110 Y pa mejor hasta el moro se me jue de entre las manos; no soy lerdo pero, hermano, vino el comendante un día diciendo que lo quería pa enseñarle a comer grano.
111 Afigúrese cualquiera la suerte de este su amigo, a pie y mostrando el umbligo, estropiao, pobre y desnudo; ni por castigo se pudo hacerse más mal conmigo.
112 Ansí pasaron los meses, y vino el año siguiente, y las cosas igualmente siguieron del mesmo modo: adrede parece todo pa atormentar a la gente.
113 No teníamos más permiso, ni otro alivio la gauchada, que salir de madrugada, cuando no había indio ninguno, campo ajuera a hacer boliadas desocando los reyunos.
114 Y cáibamos al cantón con los fletes aplastaos, pero a veces medio aviaos con plumas y algunos cueros, que pronto con el pulpero los teníamos negociaos.
115 Era un amigo del jefe que con un boliche estaba; yerba y tabaco nos daba por la pluma de avestruz, y hasta le hacía ver la luz al que un cuero le llevaba.
116 Sólo tenía cuatro frascos y unas barricas vacías, y a la gente le vendía todo cuanto precisaba… algunos creiban que estaba allí la proveduría.

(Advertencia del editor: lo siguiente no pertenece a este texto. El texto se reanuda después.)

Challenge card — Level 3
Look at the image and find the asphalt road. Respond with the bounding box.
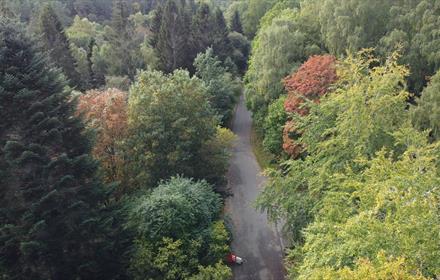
[226,97,284,280]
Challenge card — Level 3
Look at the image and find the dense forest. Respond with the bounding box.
[0,0,440,280]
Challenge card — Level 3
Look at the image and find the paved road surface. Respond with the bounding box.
[226,97,284,280]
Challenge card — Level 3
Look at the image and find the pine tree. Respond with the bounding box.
[39,5,80,86]
[107,0,136,79]
[212,9,232,61]
[0,19,124,280]
[156,0,190,73]
[191,3,214,54]
[150,3,163,48]
[0,0,16,18]
[231,11,243,34]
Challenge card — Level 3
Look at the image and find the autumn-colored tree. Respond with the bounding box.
[283,55,337,155]
[78,89,127,190]
[284,55,337,112]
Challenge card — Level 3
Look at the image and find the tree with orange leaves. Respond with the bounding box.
[283,55,337,155]
[77,89,127,188]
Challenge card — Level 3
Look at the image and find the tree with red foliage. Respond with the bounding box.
[283,55,338,155]
[77,89,127,190]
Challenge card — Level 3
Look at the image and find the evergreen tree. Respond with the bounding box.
[0,19,124,280]
[150,6,163,48]
[39,5,80,86]
[212,9,232,61]
[156,0,190,73]
[191,3,215,54]
[231,10,243,34]
[107,0,136,79]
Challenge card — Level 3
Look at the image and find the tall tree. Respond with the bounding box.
[107,0,136,79]
[212,9,232,61]
[39,5,80,86]
[411,71,440,140]
[127,70,218,188]
[78,89,127,192]
[191,3,216,58]
[231,10,243,34]
[156,0,191,73]
[0,19,124,280]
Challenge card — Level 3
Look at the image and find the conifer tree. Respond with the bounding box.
[191,3,214,54]
[212,9,232,61]
[150,5,163,48]
[39,5,80,86]
[0,19,124,280]
[231,10,243,34]
[156,0,190,73]
[107,0,136,79]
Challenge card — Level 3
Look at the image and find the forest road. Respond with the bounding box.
[226,96,284,280]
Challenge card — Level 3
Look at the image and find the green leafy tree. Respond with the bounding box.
[128,70,218,187]
[263,96,287,155]
[309,252,429,280]
[39,5,81,86]
[259,52,409,247]
[228,32,251,75]
[129,177,230,280]
[243,0,276,38]
[411,71,440,140]
[245,6,320,132]
[0,19,123,279]
[194,48,241,124]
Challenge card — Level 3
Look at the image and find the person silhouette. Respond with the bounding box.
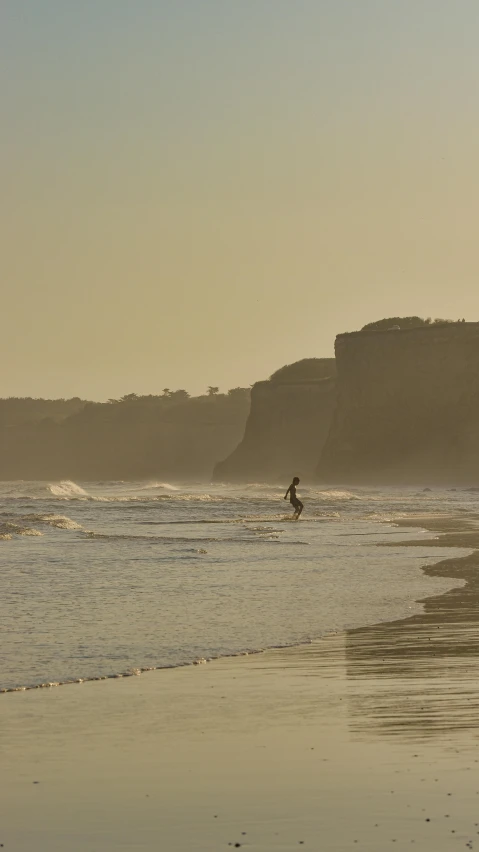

117 ¡Ah, pulpero habilidoso! Nada le solía faltar. ¡Ahijuna!, Para tragar tenía un buche de ñandú; la gente le dio en llamar el boliche de virtú.
118 Aunque es justo que quien vende algún poquito muerda, tiraba tanto la cuerda que, con sus cuatro limetas él cargaba las carretas de plumas, cueros y cerda.